Однажды, оплошав, Григорий не торопился с отгадкою, а стоял неподвижно, как бы приглядываясь к своей добыче, но не глазами, которые были у него завязаны, а как бы телом. Маша, вынужденно прильнувшая к нему, поразилась, как колотится его сердце, — бегом, что ли, бегал Григорий, разыскивая игроков-обманщиков? Вон как тяжело дышит!
Вслушиваясь в это тяжкое дыхание, Маша вдруг ощутила, что сердце Григория, только что бившееся ей в бок, теперь колотится в самую грудь ее. Как же это он успел повернуть Машу к себе лицом, что она и не заметила? Не заметила и того, что руки его более не лежат каменно на ее плечах, а медленно гладят спину, спускаясь к талии, а жаркие губы ползут по щеке, по шее, и вот уже уткнулись в нежную ямку там, где шея смыкается с плечом. Наконец глухой, сдавленный голос прошептал:
— Машенька, душа моя!
«Все-таки узнал меня!» — мелькнула у Маши мысль, да тут же и исчезла в сумятице других.

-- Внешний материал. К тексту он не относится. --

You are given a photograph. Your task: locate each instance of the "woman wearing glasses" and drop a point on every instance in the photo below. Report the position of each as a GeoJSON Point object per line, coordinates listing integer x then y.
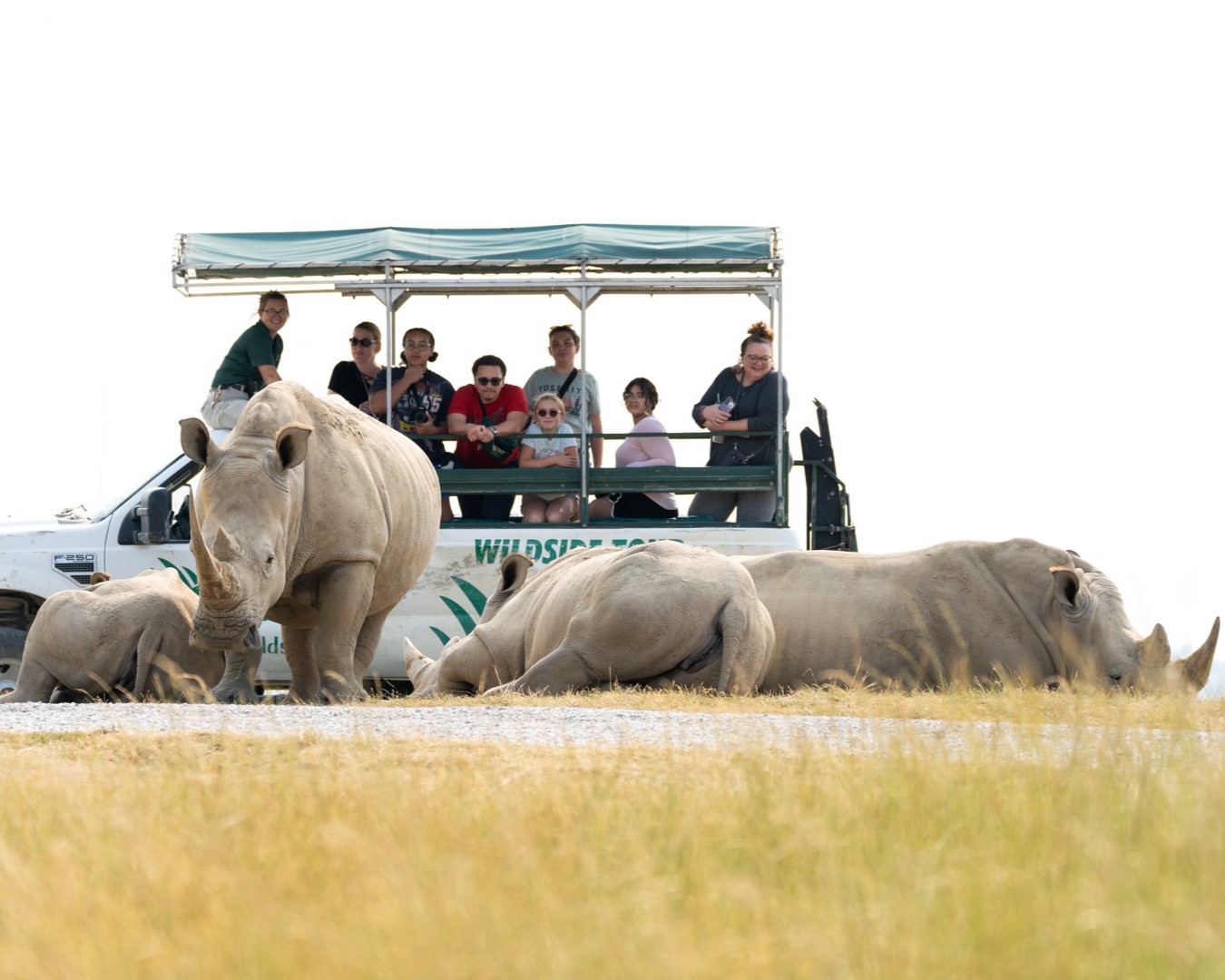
{"type": "Point", "coordinates": [555, 446]}
{"type": "Point", "coordinates": [249, 365]}
{"type": "Point", "coordinates": [746, 397]}
{"type": "Point", "coordinates": [420, 399]}
{"type": "Point", "coordinates": [479, 413]}
{"type": "Point", "coordinates": [352, 378]}
{"type": "Point", "coordinates": [647, 446]}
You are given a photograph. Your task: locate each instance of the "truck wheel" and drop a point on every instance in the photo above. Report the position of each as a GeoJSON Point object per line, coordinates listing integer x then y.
{"type": "Point", "coordinates": [13, 642]}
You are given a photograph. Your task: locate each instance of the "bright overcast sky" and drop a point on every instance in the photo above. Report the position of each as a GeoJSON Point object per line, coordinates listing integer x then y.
{"type": "Point", "coordinates": [1002, 230]}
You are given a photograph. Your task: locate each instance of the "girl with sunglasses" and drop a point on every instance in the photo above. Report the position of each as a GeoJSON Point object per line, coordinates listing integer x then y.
{"type": "Point", "coordinates": [746, 397]}
{"type": "Point", "coordinates": [420, 401]}
{"type": "Point", "coordinates": [555, 446]}
{"type": "Point", "coordinates": [352, 378]}
{"type": "Point", "coordinates": [646, 446]}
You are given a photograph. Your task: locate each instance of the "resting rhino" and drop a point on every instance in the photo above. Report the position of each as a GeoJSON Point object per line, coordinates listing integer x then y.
{"type": "Point", "coordinates": [325, 542]}
{"type": "Point", "coordinates": [125, 637]}
{"type": "Point", "coordinates": [961, 612]}
{"type": "Point", "coordinates": [594, 616]}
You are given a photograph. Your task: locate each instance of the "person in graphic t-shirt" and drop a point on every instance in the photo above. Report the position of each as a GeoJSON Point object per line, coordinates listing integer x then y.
{"type": "Point", "coordinates": [564, 348]}
{"type": "Point", "coordinates": [420, 401]}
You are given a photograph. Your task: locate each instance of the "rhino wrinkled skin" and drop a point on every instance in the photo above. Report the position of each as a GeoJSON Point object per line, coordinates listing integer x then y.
{"type": "Point", "coordinates": [659, 614]}
{"type": "Point", "coordinates": [959, 612]}
{"type": "Point", "coordinates": [315, 516]}
{"type": "Point", "coordinates": [124, 637]}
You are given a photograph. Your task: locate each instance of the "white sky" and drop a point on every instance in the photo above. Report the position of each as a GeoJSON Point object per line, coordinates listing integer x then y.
{"type": "Point", "coordinates": [1002, 230]}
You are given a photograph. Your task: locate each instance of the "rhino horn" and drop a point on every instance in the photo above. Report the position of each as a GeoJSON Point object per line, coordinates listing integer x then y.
{"type": "Point", "coordinates": [1155, 648]}
{"type": "Point", "coordinates": [1197, 667]}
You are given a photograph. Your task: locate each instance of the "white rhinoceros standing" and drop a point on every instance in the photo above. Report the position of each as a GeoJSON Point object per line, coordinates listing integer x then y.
{"type": "Point", "coordinates": [312, 514]}
{"type": "Point", "coordinates": [663, 614]}
{"type": "Point", "coordinates": [124, 637]}
{"type": "Point", "coordinates": [963, 612]}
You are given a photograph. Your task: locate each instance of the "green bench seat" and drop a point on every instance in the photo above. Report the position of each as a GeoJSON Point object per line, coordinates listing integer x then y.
{"type": "Point", "coordinates": [606, 480]}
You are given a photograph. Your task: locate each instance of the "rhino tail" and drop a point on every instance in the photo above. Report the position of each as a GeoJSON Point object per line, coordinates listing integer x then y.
{"type": "Point", "coordinates": [732, 626]}
{"type": "Point", "coordinates": [147, 650]}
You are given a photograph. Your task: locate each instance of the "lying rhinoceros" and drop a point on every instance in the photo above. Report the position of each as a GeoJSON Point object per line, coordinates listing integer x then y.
{"type": "Point", "coordinates": [965, 612]}
{"type": "Point", "coordinates": [663, 614]}
{"type": "Point", "coordinates": [122, 639]}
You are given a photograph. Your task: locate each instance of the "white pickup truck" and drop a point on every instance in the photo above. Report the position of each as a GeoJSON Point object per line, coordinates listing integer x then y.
{"type": "Point", "coordinates": [147, 525]}
{"type": "Point", "coordinates": [147, 528]}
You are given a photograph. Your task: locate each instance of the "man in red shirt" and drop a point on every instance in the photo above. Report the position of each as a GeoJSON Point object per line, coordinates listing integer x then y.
{"type": "Point", "coordinates": [479, 413]}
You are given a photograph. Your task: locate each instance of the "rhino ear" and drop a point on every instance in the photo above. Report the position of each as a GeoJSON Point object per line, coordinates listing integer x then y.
{"type": "Point", "coordinates": [1194, 669]}
{"type": "Point", "coordinates": [1067, 585]}
{"type": "Point", "coordinates": [291, 444]}
{"type": "Point", "coordinates": [514, 573]}
{"type": "Point", "coordinates": [511, 578]}
{"type": "Point", "coordinates": [1155, 648]}
{"type": "Point", "coordinates": [198, 445]}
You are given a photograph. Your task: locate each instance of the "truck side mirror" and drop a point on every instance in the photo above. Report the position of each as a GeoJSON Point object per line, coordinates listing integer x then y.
{"type": "Point", "coordinates": [154, 516]}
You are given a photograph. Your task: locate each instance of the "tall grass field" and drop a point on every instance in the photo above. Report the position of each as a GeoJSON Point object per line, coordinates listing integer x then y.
{"type": "Point", "coordinates": [185, 855]}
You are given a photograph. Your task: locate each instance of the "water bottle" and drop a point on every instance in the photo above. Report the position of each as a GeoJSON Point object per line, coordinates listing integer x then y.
{"type": "Point", "coordinates": [727, 405]}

Эта мысль принадлежала той Маше, которой она была всего минуту назад, но за прошедшую минуту она успела унестись от себя — прежней — бесконечно далеко. Да и задыхающийся шепот Григория отнюдь не напоминал его прежнюю веселую скороговорку. Изменились и тела их: он был горяч, как огонь, тверд, как камень, он весь вжимался в Машино тело, которое податливо льнуло к Григорию, как растаявший воск льнет к пальцам. Грудь ее смыкалась с его грудью, колени — с его коленями, губы — с его губами… а потом губы их неумело, но жадно впились друг в друга.

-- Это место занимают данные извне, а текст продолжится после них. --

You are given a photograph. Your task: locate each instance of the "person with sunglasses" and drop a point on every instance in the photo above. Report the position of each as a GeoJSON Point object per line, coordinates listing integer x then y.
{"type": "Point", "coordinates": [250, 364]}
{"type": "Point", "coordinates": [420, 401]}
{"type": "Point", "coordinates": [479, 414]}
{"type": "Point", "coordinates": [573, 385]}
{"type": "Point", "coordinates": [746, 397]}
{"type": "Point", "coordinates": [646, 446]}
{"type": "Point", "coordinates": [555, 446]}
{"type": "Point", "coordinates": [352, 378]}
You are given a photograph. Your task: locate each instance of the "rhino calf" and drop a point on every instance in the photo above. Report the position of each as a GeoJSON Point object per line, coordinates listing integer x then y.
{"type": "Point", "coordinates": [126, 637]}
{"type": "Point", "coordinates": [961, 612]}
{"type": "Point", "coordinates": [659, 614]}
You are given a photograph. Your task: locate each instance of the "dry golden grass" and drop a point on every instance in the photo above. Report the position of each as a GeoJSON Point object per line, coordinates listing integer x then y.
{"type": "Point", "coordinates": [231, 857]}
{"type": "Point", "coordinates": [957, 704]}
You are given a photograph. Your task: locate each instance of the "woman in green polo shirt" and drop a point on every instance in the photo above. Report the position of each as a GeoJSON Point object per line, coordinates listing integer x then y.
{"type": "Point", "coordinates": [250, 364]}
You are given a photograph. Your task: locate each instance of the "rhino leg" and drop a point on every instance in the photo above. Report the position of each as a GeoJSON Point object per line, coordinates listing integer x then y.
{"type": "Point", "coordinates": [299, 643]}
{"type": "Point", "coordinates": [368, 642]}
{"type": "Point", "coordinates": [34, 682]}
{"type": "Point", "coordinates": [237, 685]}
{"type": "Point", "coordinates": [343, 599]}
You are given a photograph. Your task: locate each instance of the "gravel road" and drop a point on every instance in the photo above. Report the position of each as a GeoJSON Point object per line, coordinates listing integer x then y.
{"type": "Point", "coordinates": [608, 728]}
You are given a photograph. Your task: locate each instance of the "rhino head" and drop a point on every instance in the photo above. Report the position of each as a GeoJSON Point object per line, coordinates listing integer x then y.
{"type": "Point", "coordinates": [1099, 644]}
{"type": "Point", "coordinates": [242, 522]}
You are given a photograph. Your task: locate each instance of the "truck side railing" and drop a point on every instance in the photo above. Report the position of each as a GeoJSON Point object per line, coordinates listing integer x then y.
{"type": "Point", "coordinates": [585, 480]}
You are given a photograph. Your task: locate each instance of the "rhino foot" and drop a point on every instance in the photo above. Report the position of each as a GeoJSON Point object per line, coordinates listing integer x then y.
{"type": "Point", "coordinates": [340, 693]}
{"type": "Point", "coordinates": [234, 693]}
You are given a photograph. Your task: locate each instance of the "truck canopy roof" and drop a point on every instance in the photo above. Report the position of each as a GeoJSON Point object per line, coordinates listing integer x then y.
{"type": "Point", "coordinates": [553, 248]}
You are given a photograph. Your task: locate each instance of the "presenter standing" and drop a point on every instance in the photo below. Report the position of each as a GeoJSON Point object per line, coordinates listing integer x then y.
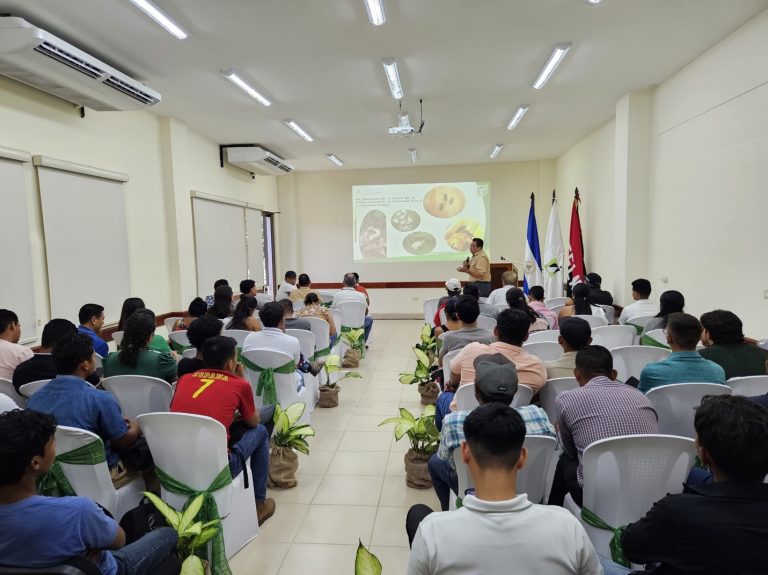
{"type": "Point", "coordinates": [478, 268]}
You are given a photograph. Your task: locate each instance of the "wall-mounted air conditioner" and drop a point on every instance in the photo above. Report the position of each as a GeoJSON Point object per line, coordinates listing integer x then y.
{"type": "Point", "coordinates": [38, 58]}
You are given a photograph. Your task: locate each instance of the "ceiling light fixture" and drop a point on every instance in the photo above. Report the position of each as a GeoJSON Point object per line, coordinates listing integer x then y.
{"type": "Point", "coordinates": [521, 111]}
{"type": "Point", "coordinates": [240, 83]}
{"type": "Point", "coordinates": [376, 12]}
{"type": "Point", "coordinates": [334, 159]}
{"type": "Point", "coordinates": [298, 129]}
{"type": "Point", "coordinates": [393, 77]}
{"type": "Point", "coordinates": [558, 53]}
{"type": "Point", "coordinates": [154, 12]}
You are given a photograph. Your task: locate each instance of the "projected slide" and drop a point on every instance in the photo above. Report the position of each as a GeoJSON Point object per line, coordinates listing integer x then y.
{"type": "Point", "coordinates": [418, 222]}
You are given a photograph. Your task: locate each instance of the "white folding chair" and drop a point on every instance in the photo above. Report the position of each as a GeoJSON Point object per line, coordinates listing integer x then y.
{"type": "Point", "coordinates": [94, 481]}
{"type": "Point", "coordinates": [676, 404]}
{"type": "Point", "coordinates": [546, 335]}
{"type": "Point", "coordinates": [7, 389]}
{"type": "Point", "coordinates": [611, 336]}
{"type": "Point", "coordinates": [630, 360]}
{"type": "Point", "coordinates": [139, 394]}
{"type": "Point", "coordinates": [29, 389]}
{"type": "Point", "coordinates": [748, 386]}
{"type": "Point", "coordinates": [544, 350]}
{"type": "Point", "coordinates": [193, 450]}
{"type": "Point", "coordinates": [551, 390]}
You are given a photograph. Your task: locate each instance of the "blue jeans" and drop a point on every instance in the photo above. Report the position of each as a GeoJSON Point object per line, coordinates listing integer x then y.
{"type": "Point", "coordinates": [253, 444]}
{"type": "Point", "coordinates": [444, 480]}
{"type": "Point", "coordinates": [145, 555]}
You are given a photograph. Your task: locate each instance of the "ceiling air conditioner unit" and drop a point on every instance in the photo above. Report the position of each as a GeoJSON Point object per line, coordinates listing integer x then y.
{"type": "Point", "coordinates": [255, 159]}
{"type": "Point", "coordinates": [38, 58]}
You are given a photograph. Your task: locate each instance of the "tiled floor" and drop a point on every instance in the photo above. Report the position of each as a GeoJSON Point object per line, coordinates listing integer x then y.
{"type": "Point", "coordinates": [352, 484]}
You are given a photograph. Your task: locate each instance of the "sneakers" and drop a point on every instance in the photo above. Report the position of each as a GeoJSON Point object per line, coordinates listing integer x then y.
{"type": "Point", "coordinates": [265, 509]}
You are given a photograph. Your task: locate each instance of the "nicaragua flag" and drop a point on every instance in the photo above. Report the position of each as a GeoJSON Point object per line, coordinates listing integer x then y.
{"type": "Point", "coordinates": [532, 262]}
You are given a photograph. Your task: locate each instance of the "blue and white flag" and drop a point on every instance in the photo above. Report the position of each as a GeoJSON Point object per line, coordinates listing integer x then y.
{"type": "Point", "coordinates": [532, 263]}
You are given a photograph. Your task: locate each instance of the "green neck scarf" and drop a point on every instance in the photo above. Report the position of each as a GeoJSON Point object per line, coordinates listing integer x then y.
{"type": "Point", "coordinates": [266, 386]}
{"type": "Point", "coordinates": [208, 512]}
{"type": "Point", "coordinates": [54, 482]}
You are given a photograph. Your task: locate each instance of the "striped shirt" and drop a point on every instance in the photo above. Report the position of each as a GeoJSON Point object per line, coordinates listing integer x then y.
{"type": "Point", "coordinates": [452, 434]}
{"type": "Point", "coordinates": [601, 409]}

Нет, это лишь Машины губы были безвольно мягки, а Григорий целовал ее крепко, умело, прижимаясь к ее языку так, что Маша невольно застонала… и тут они вовсе потеряли голову!
Его руки жадно обнимали ее всю, — их, чудилось, было множество, они враз спускали кружева с ее плеч, и касались груди, и поднимали юбки, и гладили бедра, все ближе подбираясь к трепещущей девичьей сути. Маша обмякла в руках Григория, клонилась долу, и он клонился вместе с нею, что-то жарко шепча в ее тяжело дышащий рот… И вдруг, не сдержав пыла, так больно впился зубами в Машины губы, что она ощутила вкус своей крови и громко вскрикнула.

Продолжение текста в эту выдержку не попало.